Investigations into the human 8-oxodGTPase, MutT Homolog 1 (MTH1), have risen sharply since the first-in-class MTH1 inhibitors were reported to be highly tumoricidal. However, MTH1 as a cancer therapeutic target is currently controversial because subsequently developed inhibitors did not exhibit similar cytotoxic effects. Here, we provide the first direct evidence for MTH1-independent 8-oxodGTPase function in human cancer cells and human tumors, using a novel ATP-releasing guanine-oxidized (ARGO) chemical probe. Our studies show that this functionally redundant 8-oxodGTPase activity is not decreased by five different published MTH1-targeting small molecules or by MTH1 depletion. Significantly, while only the two first-in-class inhibitors, TH588 and TH287, reduced cancer cell viability, all five inhibitors evaluated in our studies decreased 8-oxodGTPase activity to a similar extent. Thus, the reported efficacy of the first-in-class MTH1 inhibitors does not arise from their inhibition of MTH1-specific 8-oxodGTPase activity.
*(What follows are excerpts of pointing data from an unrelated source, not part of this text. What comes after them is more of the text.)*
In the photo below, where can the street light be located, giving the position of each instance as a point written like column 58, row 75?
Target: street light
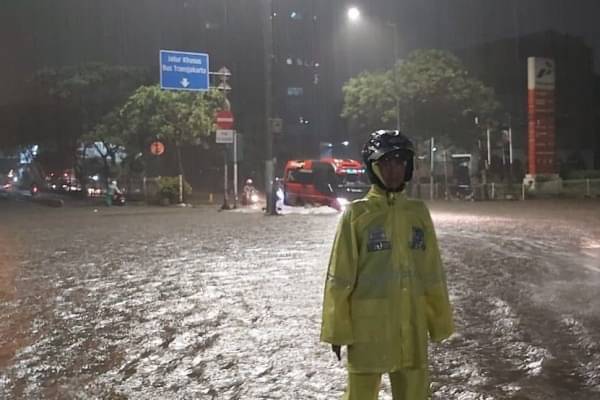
column 354, row 16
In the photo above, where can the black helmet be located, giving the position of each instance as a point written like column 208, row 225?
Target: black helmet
column 383, row 142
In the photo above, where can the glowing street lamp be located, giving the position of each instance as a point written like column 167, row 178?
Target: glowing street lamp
column 353, row 14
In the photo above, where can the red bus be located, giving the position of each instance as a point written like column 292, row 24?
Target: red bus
column 331, row 182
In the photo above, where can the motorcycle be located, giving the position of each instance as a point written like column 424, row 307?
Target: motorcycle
column 118, row 199
column 250, row 196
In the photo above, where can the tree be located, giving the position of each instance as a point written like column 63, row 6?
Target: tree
column 179, row 118
column 437, row 97
column 108, row 139
column 82, row 95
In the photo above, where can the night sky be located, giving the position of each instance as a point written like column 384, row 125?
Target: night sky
column 36, row 33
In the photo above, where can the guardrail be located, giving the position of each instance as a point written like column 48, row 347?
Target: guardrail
column 572, row 188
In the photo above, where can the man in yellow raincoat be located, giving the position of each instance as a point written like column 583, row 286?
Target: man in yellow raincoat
column 385, row 293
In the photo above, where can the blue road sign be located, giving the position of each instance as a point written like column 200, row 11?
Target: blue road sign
column 181, row 70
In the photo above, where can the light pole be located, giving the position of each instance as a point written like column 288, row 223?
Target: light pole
column 268, row 53
column 354, row 16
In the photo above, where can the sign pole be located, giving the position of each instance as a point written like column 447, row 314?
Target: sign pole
column 235, row 171
column 225, row 205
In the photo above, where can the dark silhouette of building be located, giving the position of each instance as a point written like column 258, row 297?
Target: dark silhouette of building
column 503, row 65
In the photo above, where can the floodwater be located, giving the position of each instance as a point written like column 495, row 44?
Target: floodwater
column 191, row 303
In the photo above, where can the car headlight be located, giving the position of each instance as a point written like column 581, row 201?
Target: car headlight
column 343, row 202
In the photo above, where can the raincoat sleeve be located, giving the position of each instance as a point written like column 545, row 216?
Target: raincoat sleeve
column 437, row 304
column 336, row 327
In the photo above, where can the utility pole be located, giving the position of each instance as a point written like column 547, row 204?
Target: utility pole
column 268, row 50
column 432, row 165
column 394, row 27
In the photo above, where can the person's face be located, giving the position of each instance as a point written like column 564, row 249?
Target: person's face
column 392, row 171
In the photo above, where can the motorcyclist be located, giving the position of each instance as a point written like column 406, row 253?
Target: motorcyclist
column 248, row 191
column 112, row 191
column 385, row 292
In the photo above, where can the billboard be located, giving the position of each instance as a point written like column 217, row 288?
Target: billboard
column 541, row 82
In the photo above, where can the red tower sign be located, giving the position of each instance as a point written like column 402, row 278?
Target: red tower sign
column 224, row 120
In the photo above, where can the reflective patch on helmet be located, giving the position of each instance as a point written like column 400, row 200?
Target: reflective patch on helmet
column 378, row 240
column 418, row 239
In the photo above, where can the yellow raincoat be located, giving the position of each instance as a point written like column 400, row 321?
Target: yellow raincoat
column 386, row 289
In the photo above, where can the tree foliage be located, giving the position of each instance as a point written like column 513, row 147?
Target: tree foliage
column 178, row 118
column 78, row 97
column 435, row 92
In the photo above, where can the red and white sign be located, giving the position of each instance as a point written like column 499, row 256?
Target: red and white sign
column 225, row 136
column 541, row 109
column 157, row 148
column 224, row 120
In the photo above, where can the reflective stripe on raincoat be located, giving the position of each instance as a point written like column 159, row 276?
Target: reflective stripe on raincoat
column 385, row 289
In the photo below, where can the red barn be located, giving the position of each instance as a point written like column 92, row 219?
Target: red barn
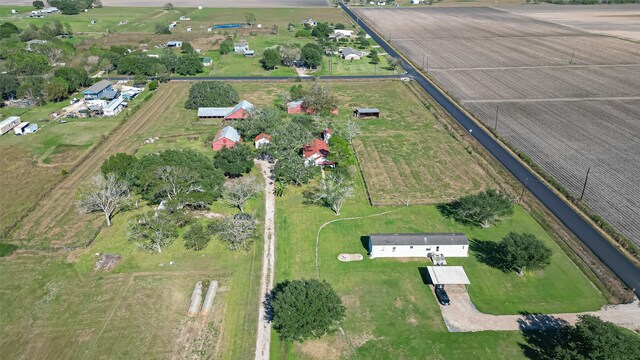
column 227, row 137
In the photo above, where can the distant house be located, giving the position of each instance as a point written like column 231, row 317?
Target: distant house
column 25, row 128
column 261, row 140
column 297, row 107
column 240, row 111
column 316, row 153
column 310, row 22
column 97, row 90
column 418, row 245
column 241, row 47
column 207, row 61
column 350, row 53
column 114, row 107
column 366, row 113
column 227, row 137
column 9, row 123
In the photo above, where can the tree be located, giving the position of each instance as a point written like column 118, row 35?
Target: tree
column 153, row 231
column 8, row 86
column 103, row 193
column 332, row 192
column 189, row 64
column 56, row 89
column 186, row 48
column 238, row 231
column 289, row 54
column 196, row 237
column 352, row 129
column 7, row 29
column 291, row 169
column 177, row 182
column 305, row 309
column 211, row 94
column 234, row 162
column 153, row 85
column 311, row 55
column 237, row 192
column 320, row 99
column 522, row 251
column 250, row 18
column 481, row 209
column 270, row 59
column 120, row 164
column 226, row 46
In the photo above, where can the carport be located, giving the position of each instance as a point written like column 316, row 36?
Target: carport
column 452, row 276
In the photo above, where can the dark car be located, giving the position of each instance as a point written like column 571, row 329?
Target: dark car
column 442, row 296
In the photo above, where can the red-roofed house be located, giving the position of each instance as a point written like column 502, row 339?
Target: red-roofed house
column 227, row 137
column 316, row 153
column 261, row 140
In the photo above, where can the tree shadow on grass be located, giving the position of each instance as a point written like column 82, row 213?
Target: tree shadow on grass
column 489, row 253
column 542, row 334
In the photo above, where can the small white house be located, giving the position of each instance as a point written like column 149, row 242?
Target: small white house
column 9, row 123
column 418, row 245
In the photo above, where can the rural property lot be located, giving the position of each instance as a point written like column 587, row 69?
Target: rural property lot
column 207, row 3
column 566, row 97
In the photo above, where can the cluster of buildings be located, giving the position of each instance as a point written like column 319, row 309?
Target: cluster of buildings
column 103, row 100
column 19, row 128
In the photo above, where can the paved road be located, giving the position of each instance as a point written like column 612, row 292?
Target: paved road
column 273, row 78
column 601, row 247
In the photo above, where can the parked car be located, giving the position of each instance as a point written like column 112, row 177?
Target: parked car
column 442, row 296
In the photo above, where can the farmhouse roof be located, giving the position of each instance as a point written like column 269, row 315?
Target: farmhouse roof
column 263, row 136
column 229, row 133
column 419, row 239
column 98, row 87
column 448, row 275
column 316, row 146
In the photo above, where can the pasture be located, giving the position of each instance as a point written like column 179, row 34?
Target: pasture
column 391, row 313
column 562, row 95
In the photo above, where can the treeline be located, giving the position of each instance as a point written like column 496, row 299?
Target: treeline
column 127, row 62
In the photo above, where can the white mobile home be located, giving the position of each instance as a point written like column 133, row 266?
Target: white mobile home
column 418, row 245
column 9, row 123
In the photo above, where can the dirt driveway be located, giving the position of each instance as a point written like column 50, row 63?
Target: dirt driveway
column 462, row 316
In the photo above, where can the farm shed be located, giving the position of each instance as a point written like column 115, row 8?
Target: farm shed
column 227, row 137
column 241, row 47
column 9, row 123
column 418, row 245
column 261, row 140
column 366, row 113
column 448, row 275
column 97, row 90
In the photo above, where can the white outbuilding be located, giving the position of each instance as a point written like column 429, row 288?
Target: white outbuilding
column 418, row 245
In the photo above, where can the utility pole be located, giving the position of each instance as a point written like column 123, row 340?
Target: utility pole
column 584, row 187
column 573, row 53
column 524, row 186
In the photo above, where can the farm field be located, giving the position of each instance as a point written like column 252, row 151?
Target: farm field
column 391, row 313
column 564, row 95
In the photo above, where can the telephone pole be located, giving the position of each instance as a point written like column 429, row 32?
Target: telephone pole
column 584, row 187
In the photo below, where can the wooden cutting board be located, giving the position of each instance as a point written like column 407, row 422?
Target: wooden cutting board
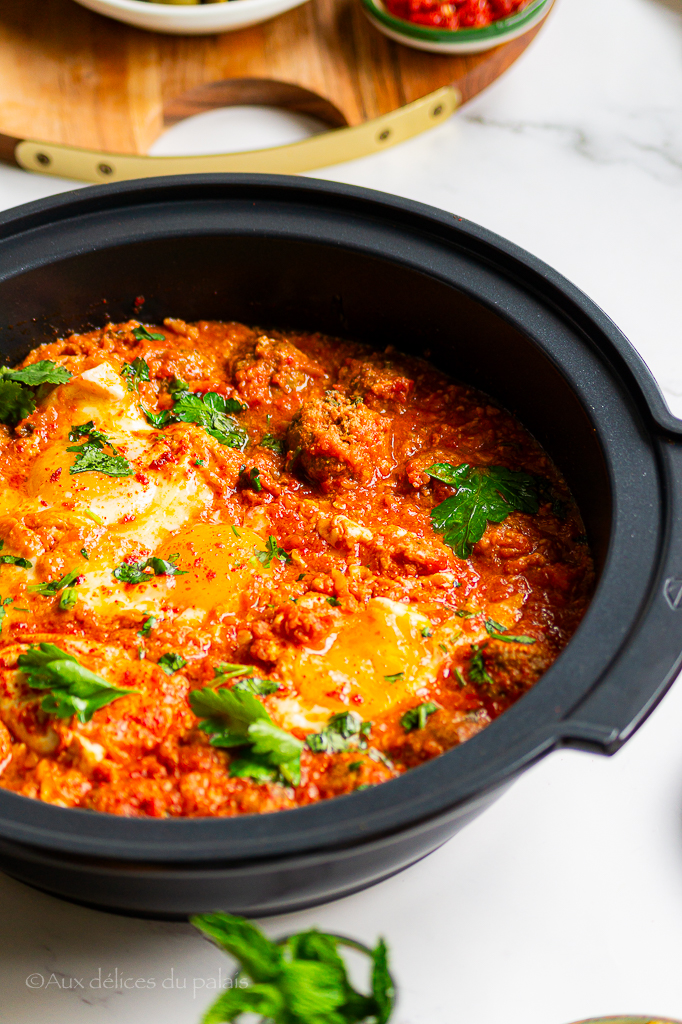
column 84, row 96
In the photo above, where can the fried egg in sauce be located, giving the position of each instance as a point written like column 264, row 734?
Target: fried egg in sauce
column 202, row 507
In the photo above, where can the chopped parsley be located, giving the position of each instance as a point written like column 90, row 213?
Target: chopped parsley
column 271, row 442
column 135, row 372
column 170, row 663
column 345, row 731
column 209, row 411
column 416, row 718
column 237, row 718
column 90, row 456
column 302, row 980
column 272, row 551
column 477, row 671
column 22, row 389
column 74, row 689
column 135, row 572
column 499, row 632
column 141, row 334
column 484, row 495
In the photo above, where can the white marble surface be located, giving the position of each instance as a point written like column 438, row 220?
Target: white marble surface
column 564, row 900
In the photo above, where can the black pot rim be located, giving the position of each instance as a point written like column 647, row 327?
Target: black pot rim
column 542, row 719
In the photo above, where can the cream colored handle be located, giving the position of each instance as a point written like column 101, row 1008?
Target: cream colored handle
column 321, row 151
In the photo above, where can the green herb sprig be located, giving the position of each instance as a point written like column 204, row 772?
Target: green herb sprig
column 302, row 980
column 22, row 389
column 484, row 495
column 209, row 411
column 237, row 718
column 90, row 456
column 345, row 731
column 74, row 689
column 417, row 717
column 499, row 632
column 135, row 572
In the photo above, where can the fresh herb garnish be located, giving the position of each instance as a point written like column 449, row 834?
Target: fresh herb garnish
column 477, row 671
column 135, row 572
column 237, row 718
column 170, row 663
column 146, row 627
column 271, row 442
column 52, row 588
column 303, row 980
column 416, row 718
column 209, row 411
column 345, row 731
column 141, row 334
column 272, row 551
column 18, row 388
column 499, row 632
column 69, row 599
column 75, row 690
column 483, row 495
column 135, row 372
column 91, row 457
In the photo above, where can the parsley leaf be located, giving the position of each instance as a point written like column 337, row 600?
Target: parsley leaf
column 483, row 495
column 271, row 442
column 135, row 572
column 51, row 588
column 345, row 731
column 43, row 372
column 237, row 718
column 15, row 402
column 477, row 671
column 134, row 373
column 416, row 717
column 141, row 334
column 496, row 630
column 90, row 456
column 75, row 690
column 209, row 411
column 18, row 388
column 170, row 663
column 272, row 551
column 302, row 980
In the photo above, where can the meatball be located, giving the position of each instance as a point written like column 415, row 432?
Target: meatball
column 380, row 384
column 335, row 437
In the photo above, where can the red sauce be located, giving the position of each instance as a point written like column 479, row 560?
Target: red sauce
column 455, row 13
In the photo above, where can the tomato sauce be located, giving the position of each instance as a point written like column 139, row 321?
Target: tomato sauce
column 282, row 539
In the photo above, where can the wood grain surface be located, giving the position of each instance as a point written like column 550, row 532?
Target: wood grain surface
column 73, row 77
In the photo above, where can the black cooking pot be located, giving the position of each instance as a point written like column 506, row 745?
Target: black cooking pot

Comparison of DNA strand breaks, genomic 8-oxoguanine incorporation, or alterations in cellular oxidative state by TH287 versus the noncytotoxic inhibitor, IACS-4759, contradict that the cytotoxicity of the former results solely from increased levels of oxidatively damaged genomic DNA. Thus, our findings indicate that mechanisms unrelated to oxidative stress or DNA damage likely underlie the reported efficacy of the first-in-class inhibitors. Our study suggests that MTH1 functional redundancy, existing to different extents in all cancer lines and human tumors evaluated in our study, is a thus far undefined factor which is likely to be critical in understanding the importance of MTH1 and its clinical targeting in cancer.